At the Distinguished Leader Session, Michael Chase, chief marketing officer for St. Joseph Communications, provided highlights from the company’s “2018 Print In a Digital World” trend report. St. Joseph compiles these trend reports as a service.
Chase’s presentation ran down more than two dozen examples of unique, creative, and some downright insane uses of print.
Augmented reality (AR) is playing a major role in the “digitization” of print. “It’s the Gutenberg press meets the internet,” he said. If you’re not utilizing these technologies, said Chase, “you’re not playing in the world.” AR technologies have myriad applications, such as the September issue of Vogue that, thanks to Condé Nast’s partnership with Google Home, allows the ability to “ask” Jennifer Lawrence questions and access relevant portions of an audio interview.
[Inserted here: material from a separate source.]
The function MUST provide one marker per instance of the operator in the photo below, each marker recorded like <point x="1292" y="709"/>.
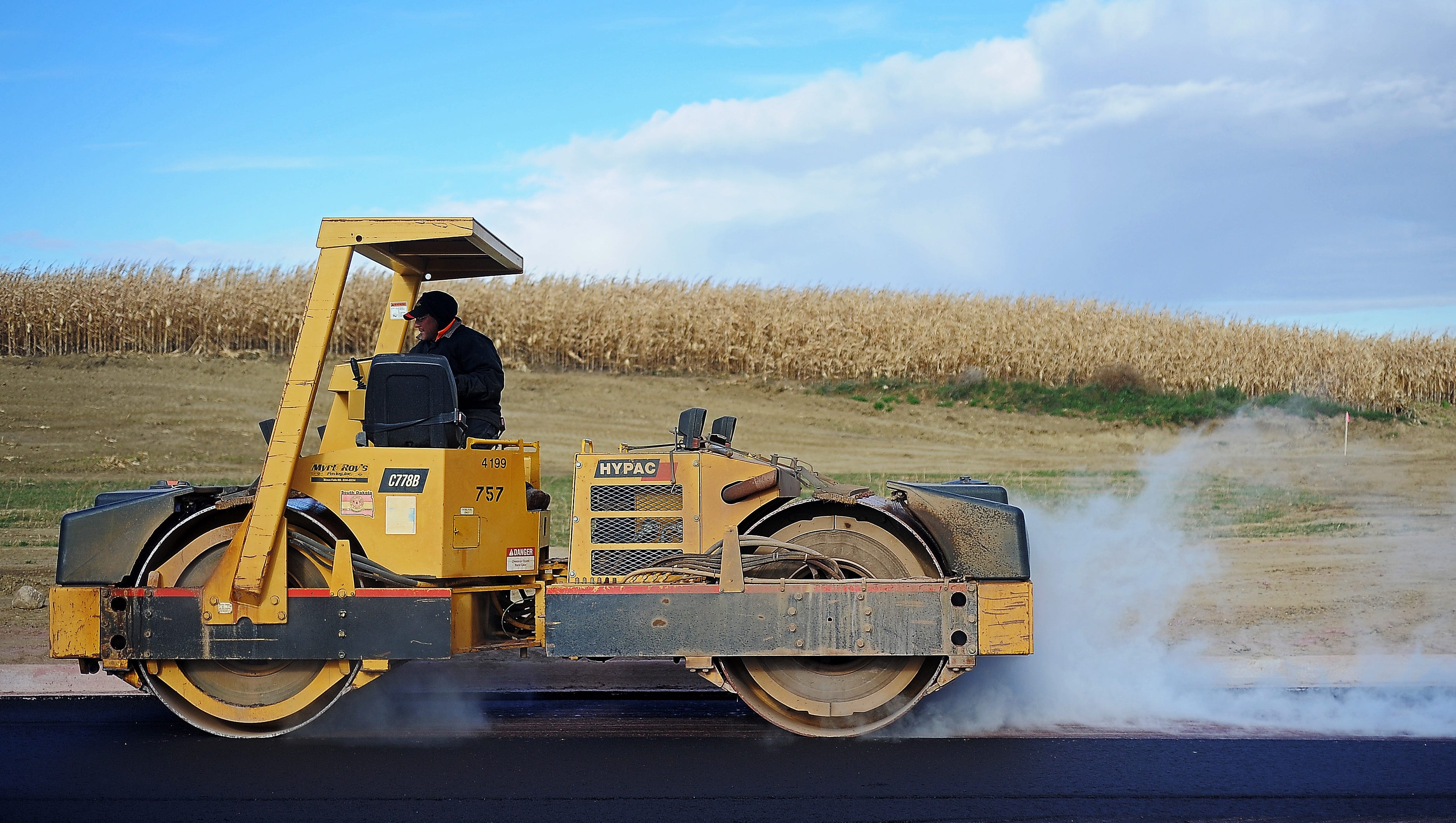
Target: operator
<point x="472" y="357"/>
In another example, France’s Castorama offers Magic Wallpaper, AR-enabled printed wall décor designed for kids that, when printed characters are scanned with a smartphone app, tells a story.
It’s not just about AR. In fact, new kinds of inks are enabling some truly creative interactive print applications. Shoe company Asics created a print ad for runners that utilized a thermal ink. The reader pulls out the two-page spread, steps barefoot on the pages, and the ink reveals their unique footprint. They match it to a legend of foot types and can better select the best running shoe to maximize comfort and minimize injuries. “Conductive inks are turning up all over the place,” said Chase.
From “next-generation brochures” that interact with smartphones to provide AR experiences, to thermal inks, or light-sensitive inks that react with a smartphone flash to reveal invisible features, today’s cutting edge applications make print exciting, relevant, and effective in ways that are not possible using digital media alone.